A surprise coming soon for the newsletter and chapter 15 of the voice in the forest

It’s Getting Closer

I have told you all about A Comfort Food Romance prequel short story that I wrote for the fans of that series, well… it should be downloadable next week! This will be an exclusive for the newsletter, but I will share the cover here as well for you to see should you decide to sign up for the newsletter.
Big Yay!
Happy Pride!

What are we waiting for?


I wrote the story, got it to my editor, and now I’ve seen the mockup of the cover, all we need is the final cover and this will be an additional free and exclusive story just for you. 
Also, on my list of to do’s is an exclusive prequel for Heart of Cinders which is coming later this year.
Stay tuned for the short story coming soon and the other story coming later this year. 
The email friends get benefits no one else does. So sign up should you want to be one fo the email friends.

Remember, the story we’re writing here is a hot mess first draft, so please forgive the typos and stray grammar. And now for the next Chapter of our story…

The Voice in the forest

Arabella

“Don’t react to what I’m about to say,” he said, his voice low and dangerous, it sent all the hairs on her arms to standing.

“Why?” she asked in the same tone he used, her shoulder blades drawing together but her hands remained focused on the task in front of her, even while her mind roamed through the possibilities of what he could mean.

“In an upstairs window, someone is watching.”

Everything in her wanted to look up, wanted to see who was looking at her. 

Because they had to be looking at her, no one else could see Blackwell. No one else ever saw what she did. Even the medium her mother brought in when she was younger, after she insisted what she saw was real, said there was nothing there.

“No one can see you, right?” Just in case she was wrong, she thought it was a good idea to ask.

“Arabella, you are the first.”

For a minute she tried to relax, to take comfort in his words, but it didn’t work.

And that wasn’t because her brain offered the very real and very unnerving reality that if someone was watching, they were spying on her. No, that was nothing unusual in her life. 

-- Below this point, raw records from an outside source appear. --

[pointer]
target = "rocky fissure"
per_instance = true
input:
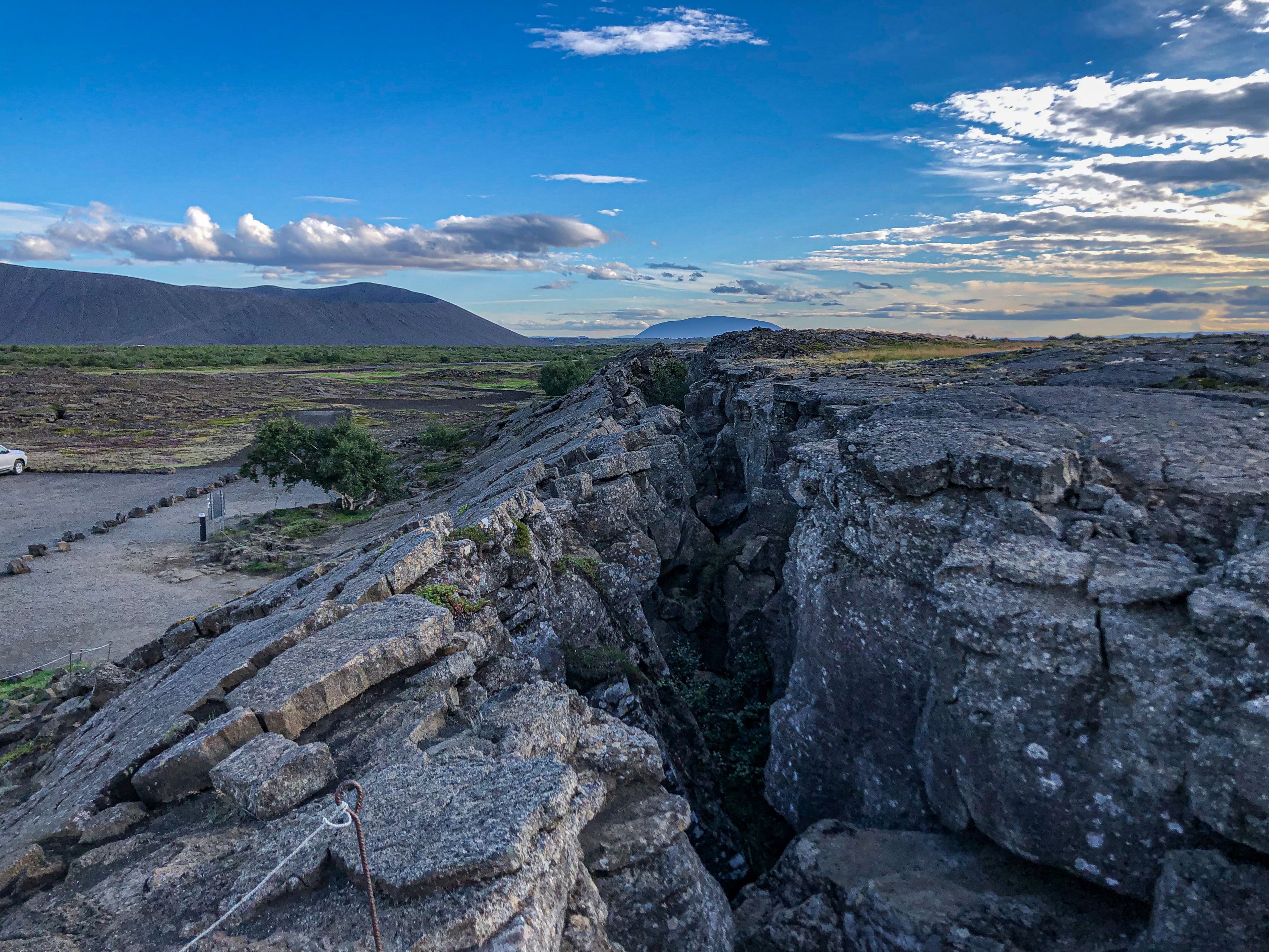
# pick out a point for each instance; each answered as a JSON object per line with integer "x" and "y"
{"x": 962, "y": 654}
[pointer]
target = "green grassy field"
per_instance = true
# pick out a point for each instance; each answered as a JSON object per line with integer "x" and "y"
{"x": 239, "y": 357}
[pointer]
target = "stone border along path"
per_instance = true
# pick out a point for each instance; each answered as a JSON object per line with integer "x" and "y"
{"x": 37, "y": 550}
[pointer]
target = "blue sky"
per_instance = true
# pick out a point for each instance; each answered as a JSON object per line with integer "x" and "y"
{"x": 947, "y": 167}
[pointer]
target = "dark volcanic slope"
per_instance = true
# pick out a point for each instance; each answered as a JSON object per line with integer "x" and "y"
{"x": 49, "y": 306}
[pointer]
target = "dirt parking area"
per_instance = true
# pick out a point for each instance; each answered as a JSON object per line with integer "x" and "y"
{"x": 128, "y": 586}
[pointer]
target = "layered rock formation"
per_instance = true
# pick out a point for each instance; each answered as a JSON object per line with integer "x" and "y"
{"x": 1012, "y": 612}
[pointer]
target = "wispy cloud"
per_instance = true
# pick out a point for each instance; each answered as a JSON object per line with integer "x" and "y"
{"x": 688, "y": 27}
{"x": 778, "y": 292}
{"x": 316, "y": 244}
{"x": 590, "y": 179}
{"x": 332, "y": 200}
{"x": 612, "y": 271}
{"x": 1096, "y": 178}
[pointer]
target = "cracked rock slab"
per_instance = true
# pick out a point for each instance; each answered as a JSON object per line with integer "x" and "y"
{"x": 270, "y": 776}
{"x": 329, "y": 669}
{"x": 454, "y": 822}
{"x": 184, "y": 768}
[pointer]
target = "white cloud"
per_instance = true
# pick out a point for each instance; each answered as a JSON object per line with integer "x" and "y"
{"x": 612, "y": 271}
{"x": 315, "y": 244}
{"x": 688, "y": 27}
{"x": 592, "y": 179}
{"x": 1107, "y": 179}
{"x": 778, "y": 292}
{"x": 1097, "y": 111}
{"x": 1254, "y": 13}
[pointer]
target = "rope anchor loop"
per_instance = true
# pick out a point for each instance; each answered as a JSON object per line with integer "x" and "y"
{"x": 354, "y": 814}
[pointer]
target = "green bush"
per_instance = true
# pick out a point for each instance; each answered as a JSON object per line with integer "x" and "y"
{"x": 561, "y": 376}
{"x": 439, "y": 437}
{"x": 343, "y": 459}
{"x": 668, "y": 384}
{"x": 450, "y": 597}
{"x": 583, "y": 567}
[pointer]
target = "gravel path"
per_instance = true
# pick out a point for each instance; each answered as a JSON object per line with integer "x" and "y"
{"x": 107, "y": 588}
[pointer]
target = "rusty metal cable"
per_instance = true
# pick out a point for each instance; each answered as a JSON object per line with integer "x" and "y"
{"x": 354, "y": 811}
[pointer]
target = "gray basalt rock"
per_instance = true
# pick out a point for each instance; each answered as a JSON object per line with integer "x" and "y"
{"x": 186, "y": 768}
{"x": 343, "y": 660}
{"x": 1205, "y": 903}
{"x": 843, "y": 888}
{"x": 108, "y": 682}
{"x": 112, "y": 823}
{"x": 270, "y": 776}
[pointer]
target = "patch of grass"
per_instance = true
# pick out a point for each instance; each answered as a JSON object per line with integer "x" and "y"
{"x": 437, "y": 473}
{"x": 588, "y": 667}
{"x": 475, "y": 534}
{"x": 303, "y": 522}
{"x": 450, "y": 597}
{"x": 261, "y": 568}
{"x": 35, "y": 684}
{"x": 21, "y": 750}
{"x": 1201, "y": 383}
{"x": 921, "y": 351}
{"x": 439, "y": 437}
{"x": 522, "y": 544}
{"x": 583, "y": 567}
{"x": 244, "y": 356}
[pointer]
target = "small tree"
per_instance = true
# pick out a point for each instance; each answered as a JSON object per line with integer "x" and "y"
{"x": 561, "y": 376}
{"x": 343, "y": 459}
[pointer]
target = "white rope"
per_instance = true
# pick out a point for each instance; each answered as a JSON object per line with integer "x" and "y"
{"x": 348, "y": 820}
{"x": 41, "y": 667}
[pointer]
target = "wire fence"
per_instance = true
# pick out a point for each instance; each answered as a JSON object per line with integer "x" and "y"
{"x": 70, "y": 658}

Over the years she had grown more used to be stared at than not. Whether it was doctors, kids, her mother, Trenton, or even the people only she could interact with.

No. What held her shoulders in place, high and tightly squeezed together, was the feeling that she wasn’t being stared at. 

While she stared, transfixed by her fear, on the harmless plants in front of her, and her own hands as they uprooted them, her entire body screamed that she may have been the first, but she wasn’t the only.

As if her seeing Blackwell, and recognizing him for what he was, opened the door that blocked the vision of someone else.

She swallowed, her throat tight. 

“Maybe,” she said, her voice insubstantial, less than a whisper, more like an exhalation with shape, “I should go in now and start on my search for some kind of answers.”

“No, you stay, but I’m going to go inside for a minute and try and get some other answers. We don’t want to tip them off.”

Looking toward him through the fall of her hair, not willing to turn in his direction entirely, nor reach out and stop him as she wanted to, she tried to whisper at him.

“Come back here.”

But he was already walking through the outside wall of the house.

Alone in the courtyard, her heart rate started to run as if she was the one making a mad dash inside the house. 

She stretched her back, one hand rubbing a non existent ache along the arch of her back and sat up.

Even though it was natural to sit back for a moment, and in doing so, look up at the house, her eyes stopped at the lintels over the first floor windows.

If someone was spying on her, her mother maybe, she needed to have some idea how she was supposed to react.

Throughout her time with the doctors she learned one thing, react as people would expect you to and you are less likely to get in trouble.

But trouble was her constant companion through most of her life, and it was still hard to avoid it. Hardest when the only way to do so was by pretending she was someone she was not.

Finally, she yawned and stretched, allowing her head to fall back so she could scan the upper windows with views on her garden. That was something people did. If anyone saw her, they couldn’t accuse her of being strange.

None of her carefully constructed ruse mattered. 

The only person she saw in the windows, eyes trained on her under a furrowed brow, was Blackwell.

Tada!

When this story is finished, and I start in on the rewrites, I can almost guarantee the last chapter will be joined with this one, or this one will join the next. Sometimes you’re writing and something that you thought would take a long time happens faster and that’s okay. The characters are almost always right.
As always, Thanks for reading everybody!